While most hardcore wrestling fans would probably want to see a Ring of Honor show regardless, those thinking of attending the Ft. Lauderdale and Lakeland shows on Nov. 11, 2017, at the War Memorial Auditorium and Nov. 12, 2017, at RP Funding Center can pay $20 to meet the announce team with all proceeds going to Unidos Por Puerto Rico, a charity that uses 100 percent of its donations for relief efforts.  


The events start at 4:45 p.m. and end at 6:15 p.m. on the Saturday (bell time is 7:00 p.m.), while the Sunday meet and greet is a little earlier starting at 3:45 and ending at 5:15 p.m. (bell time is 6:00 p.m.).“It’s super easy for me to take a picture, it’s super easy for me to sign an autograph,” says Cabana. “Through that, we can make fans happy, and through that, we can save some lives and make a difference somehow in Puerto Rico.”

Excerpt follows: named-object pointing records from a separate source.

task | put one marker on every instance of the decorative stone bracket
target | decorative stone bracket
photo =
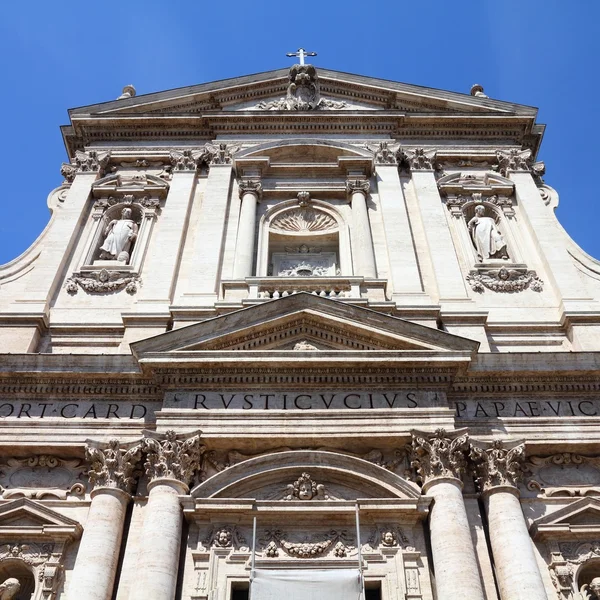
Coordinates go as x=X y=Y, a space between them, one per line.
x=504 y=279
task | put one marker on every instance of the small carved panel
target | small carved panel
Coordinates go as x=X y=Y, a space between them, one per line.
x=42 y=476
x=564 y=474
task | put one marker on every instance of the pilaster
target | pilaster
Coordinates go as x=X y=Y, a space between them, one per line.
x=113 y=475
x=439 y=459
x=362 y=238
x=203 y=288
x=449 y=278
x=172 y=461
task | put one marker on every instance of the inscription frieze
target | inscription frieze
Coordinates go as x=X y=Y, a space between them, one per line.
x=310 y=400
x=78 y=409
x=526 y=408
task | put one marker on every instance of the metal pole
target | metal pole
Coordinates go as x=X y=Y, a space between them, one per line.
x=358 y=545
x=253 y=557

Recently, reports of leptospirosis—a viral disease that can be found in rivers— rose in the area. It’s being attributed to a lack of running water, which has caused citizens stuck on the island to drink unclean water. As the federal disaster heads into its eighth week, the rate of death has risen from 82 a day before the storm to closer to 117 after. Though many charities are trying to help, funds are scarce.

With nearly 70 percent of Puerto Rico without electricity or running water, any bit helps, and for fans looking to attend those Florida shows, the chance to meet the voices of ROH will be a worthwhile experience.

If you want to help, but can’t make the event, check out Unidos Por Puerto Rico’s official site.